Это чтение в гостях у Николая Тихонова произошло еще до выхода «Столбцов» — и отмечено оно одним замечательным эпизодом:
«Рядом со мной была моя жена Зоя Бажанова, актриса театра Вахтангова. Внезапно она вспыхнула и сказала нечто, что могло, казалось бы, и смутить, и даже оскорбить поэта:
— Да это же капитан Лебядкин!
Я замер и ждал резкого отпора или просто молчания.
Но реакция Заболоцкого была совсем неожиданна. Он добродушно усмехнулся, пристально посмотрел сквозь очки на Зою и, нимало не смутившись, сказал:
— Я тоже думал об этом. Но то, что я пишу, не пародия, это мое зрение…»

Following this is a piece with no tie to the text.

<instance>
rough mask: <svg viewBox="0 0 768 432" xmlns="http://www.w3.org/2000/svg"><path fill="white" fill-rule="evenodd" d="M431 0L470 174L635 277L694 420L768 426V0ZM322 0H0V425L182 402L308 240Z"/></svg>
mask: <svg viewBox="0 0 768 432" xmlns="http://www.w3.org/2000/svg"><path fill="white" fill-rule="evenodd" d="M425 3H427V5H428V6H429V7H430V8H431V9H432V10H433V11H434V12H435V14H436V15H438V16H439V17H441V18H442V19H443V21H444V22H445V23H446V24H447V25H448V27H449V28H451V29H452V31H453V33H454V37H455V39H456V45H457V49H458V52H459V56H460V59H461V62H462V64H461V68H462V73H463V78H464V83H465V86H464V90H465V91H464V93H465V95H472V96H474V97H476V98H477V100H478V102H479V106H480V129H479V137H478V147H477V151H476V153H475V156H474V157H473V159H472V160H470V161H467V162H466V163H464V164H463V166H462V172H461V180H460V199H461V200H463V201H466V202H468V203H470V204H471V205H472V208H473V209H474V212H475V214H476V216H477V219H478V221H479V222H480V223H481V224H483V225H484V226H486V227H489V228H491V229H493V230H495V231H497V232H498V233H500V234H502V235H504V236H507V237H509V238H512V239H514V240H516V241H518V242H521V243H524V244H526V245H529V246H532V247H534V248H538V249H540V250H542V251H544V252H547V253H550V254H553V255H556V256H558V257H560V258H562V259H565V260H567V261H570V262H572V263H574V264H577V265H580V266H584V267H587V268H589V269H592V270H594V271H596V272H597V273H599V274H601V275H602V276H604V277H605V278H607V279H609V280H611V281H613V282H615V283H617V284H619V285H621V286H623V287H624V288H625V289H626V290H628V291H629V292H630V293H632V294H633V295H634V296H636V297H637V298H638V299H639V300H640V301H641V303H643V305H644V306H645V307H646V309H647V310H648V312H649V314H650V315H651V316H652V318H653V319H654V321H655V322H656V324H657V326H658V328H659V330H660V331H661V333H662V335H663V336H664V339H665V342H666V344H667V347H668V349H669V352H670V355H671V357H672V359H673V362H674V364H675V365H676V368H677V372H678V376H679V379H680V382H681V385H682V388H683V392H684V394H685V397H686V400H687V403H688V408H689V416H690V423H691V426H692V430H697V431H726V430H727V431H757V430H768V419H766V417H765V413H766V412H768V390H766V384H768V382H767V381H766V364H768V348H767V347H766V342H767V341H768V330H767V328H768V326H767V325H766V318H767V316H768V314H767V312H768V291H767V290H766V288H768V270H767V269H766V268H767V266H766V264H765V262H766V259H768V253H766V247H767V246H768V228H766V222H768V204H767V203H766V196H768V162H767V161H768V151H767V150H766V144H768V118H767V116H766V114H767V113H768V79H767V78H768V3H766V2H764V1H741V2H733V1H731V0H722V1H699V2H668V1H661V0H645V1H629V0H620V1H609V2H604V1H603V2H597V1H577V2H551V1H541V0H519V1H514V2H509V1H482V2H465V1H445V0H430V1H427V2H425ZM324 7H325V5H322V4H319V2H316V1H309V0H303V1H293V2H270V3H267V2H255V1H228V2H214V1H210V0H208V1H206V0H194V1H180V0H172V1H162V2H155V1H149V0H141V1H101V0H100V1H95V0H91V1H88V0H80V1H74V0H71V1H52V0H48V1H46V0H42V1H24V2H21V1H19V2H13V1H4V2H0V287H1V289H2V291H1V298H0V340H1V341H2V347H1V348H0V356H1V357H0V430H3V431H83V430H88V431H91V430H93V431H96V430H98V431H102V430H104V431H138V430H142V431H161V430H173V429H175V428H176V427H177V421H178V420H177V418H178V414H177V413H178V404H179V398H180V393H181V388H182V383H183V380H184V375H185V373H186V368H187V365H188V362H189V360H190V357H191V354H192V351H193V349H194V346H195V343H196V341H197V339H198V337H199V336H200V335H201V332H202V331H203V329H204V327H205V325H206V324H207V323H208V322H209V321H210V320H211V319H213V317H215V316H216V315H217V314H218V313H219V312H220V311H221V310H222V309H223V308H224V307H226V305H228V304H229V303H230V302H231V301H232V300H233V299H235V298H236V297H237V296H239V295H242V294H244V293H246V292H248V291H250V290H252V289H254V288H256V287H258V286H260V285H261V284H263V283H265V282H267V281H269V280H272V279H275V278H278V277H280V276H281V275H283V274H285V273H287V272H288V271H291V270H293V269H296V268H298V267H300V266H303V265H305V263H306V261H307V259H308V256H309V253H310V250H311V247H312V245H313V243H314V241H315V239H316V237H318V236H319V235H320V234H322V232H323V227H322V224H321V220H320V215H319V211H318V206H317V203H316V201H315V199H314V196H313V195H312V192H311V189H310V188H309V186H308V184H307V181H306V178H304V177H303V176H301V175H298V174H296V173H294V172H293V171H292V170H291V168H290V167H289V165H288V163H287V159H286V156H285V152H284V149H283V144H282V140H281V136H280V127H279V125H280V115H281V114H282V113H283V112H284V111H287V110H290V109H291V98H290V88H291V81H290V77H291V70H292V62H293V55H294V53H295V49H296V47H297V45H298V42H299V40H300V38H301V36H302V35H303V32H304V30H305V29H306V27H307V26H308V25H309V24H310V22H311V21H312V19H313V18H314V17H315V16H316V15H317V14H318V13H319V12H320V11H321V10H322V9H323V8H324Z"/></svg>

По выходе книги Заболоцкий прислал ее в дар Антокольскому. «Читал я ее с интересом, близким к жгучему. Чувство сенсации, новизны, прорыва в область, никем еще не обжитую до Заболоцкого, главенствовало над всеми прочими чувствами. Думаю, что то же самое испытывали очень многие, не только поэты. Может быть, для иных это „то же самое” оборачивалось ощущением скандала. Но это были не лучшие читатели и не лучшие поэты».
К тем, «не лучшим», читателям вернемся чуть позже, а пока все таки о тех, кто был по хорошему впечатлен книгой.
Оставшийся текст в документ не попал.